The US Department of Energy has announced that it will invest up to US$ 24 million in three research groups to tackle key hurdles in the commercialisation of algae based biofuels. The selection will support the development of a clean, sustainable transportation sector, a goal of the Department’s continued effort to spur the creation of the domestic bio industry while creating jobs. Developing Cost effective renewable transportation fuels is a key component of the Administration’s strategy to cut greenhouse gas emissions and move the Nation toward energy independence.
‘Partnerships such as these focus the creative powers of the public, private and academic sectors on key challenges facing the development of renewable energy for transportation,’ said Assistant Secretary for Energy Efficiency and Renewable Energy Cathy Zoi. ‘The US must find effective ways to hasten the development of technologies for advanced biofuels made from algae and other renewable resources to reduce our need for foreign sources of oil.’ Zoi made the announcement while speaking on 28th June 2010 at the Biotechnology Industry Orgnisation (BIO) 2010 World Congress on Industrial Biotechnology and Bioprocessing.
The consortia consist of partners from academia, national laboratories, and private industries that are based across the country, broadening the geographic range and technical expertise of DOE partners in the area of algal biofuels. Projects are expected to continue for a period of three years. Together, they represent a diversified portfolio that will help accelerate algal biofuels development with the objective of significantly increasing production of affordable, high quality algal biofuels that are environmentally and economically sustainable.
The three consortia
Sustainable Algal Biofuels Consortium (Mesa, AZ). Led by Arizona State University, this consortium will focus on testing the acceptability of algal biofuels as replacements for petroleum based fuels.

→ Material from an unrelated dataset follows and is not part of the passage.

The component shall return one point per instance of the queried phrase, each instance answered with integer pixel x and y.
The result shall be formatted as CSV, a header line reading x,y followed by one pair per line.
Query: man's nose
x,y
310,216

Tasks include investigating biochemical conversion of algae to fuels and products, and analysing physical chemistry properties of algal fuels and fuel intermediates. (DOE share: up to US$ 6 million)
Consortium for Algal Biofuels Commercialisation (San Diego, CA). Led by the University of California, San Diego, this consortium will concentrate on developing algae as a robust biofuels feedstock. Tasks include investigating new approaches for algal crop protection, algal nutrient utilisation and recycling, and developing genetic tools. (DOE funding: up to US$ 9 million)

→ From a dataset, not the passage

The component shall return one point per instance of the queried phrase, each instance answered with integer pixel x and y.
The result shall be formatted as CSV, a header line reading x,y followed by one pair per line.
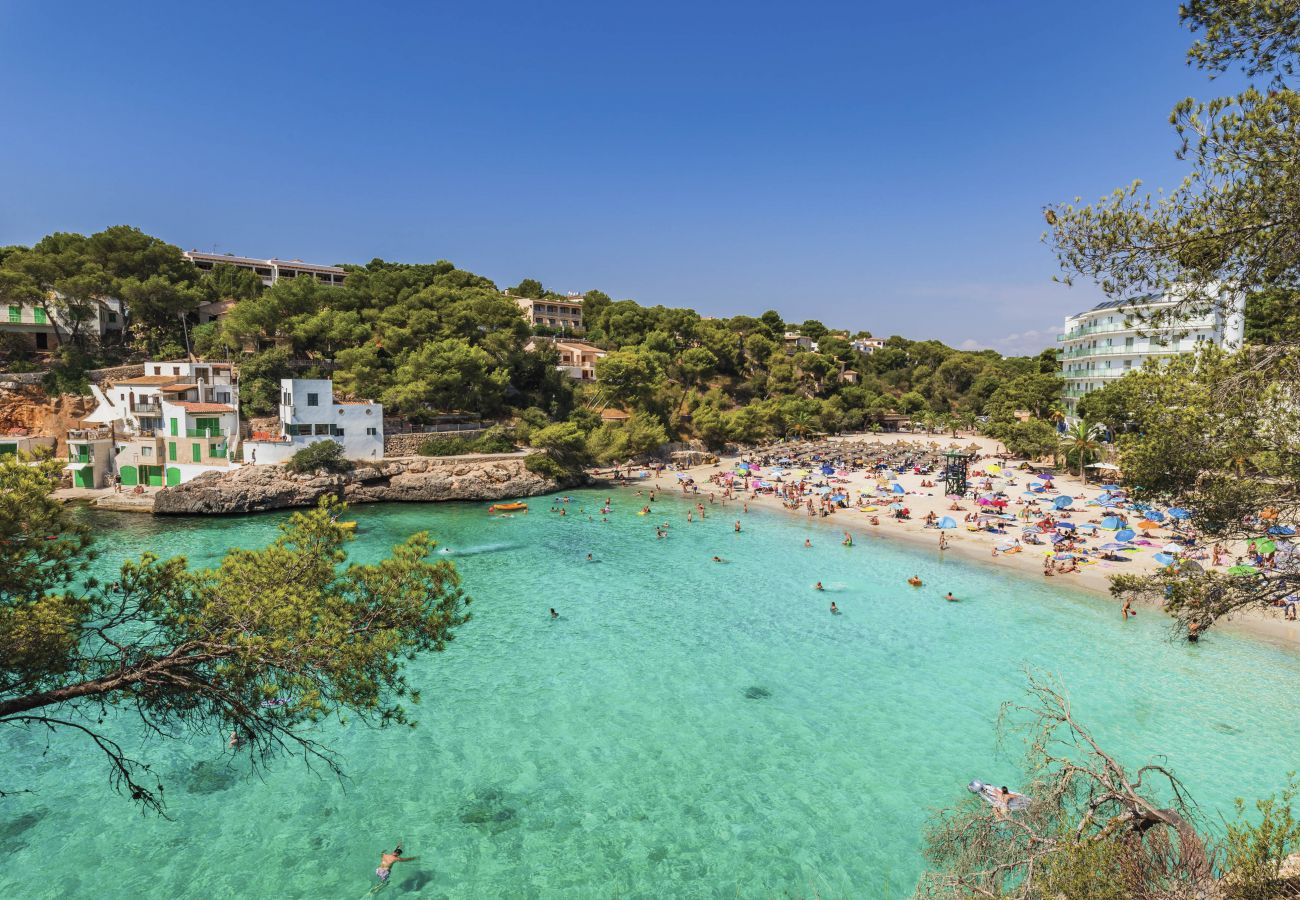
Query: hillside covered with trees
x,y
432,340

Cellana, LLC Consortium (Kailus-Kona, HI). Led by Cellana, LLC, this consortium will examine large scale production of fuels and feed from microalgae grown in sea water. Tasks include integrating new algal harvesting technologies with pilot scale cultivation test beds, and developing marine microalgae as animal feed for the aquaculture industry, (DOE funding: up to US$ 9 million)
National algal biofuels technology roadmap
Despite algae’s potential, many technical and economic challenges must be overcome for algal biofuels to be commercialised. To identify these hurdles and guide research and development activities, DOE convened the National Algal Biofuels Technology Roadmap Workshop, bringing together more than 200 experts and stakeholders from across the country. The Department synthesised workshop results and released a draft report for public comment in June 2009. The final National Algal Biofuels Technology Roadmap released on 28th June reflects the substantive comments received and is intended to guide future work and investments in algal biofuels. Under the Recovery Act, the Department awarded funding earlier this year to an algal research consortium to tackle a broad range of barriers identified in the roadmap report.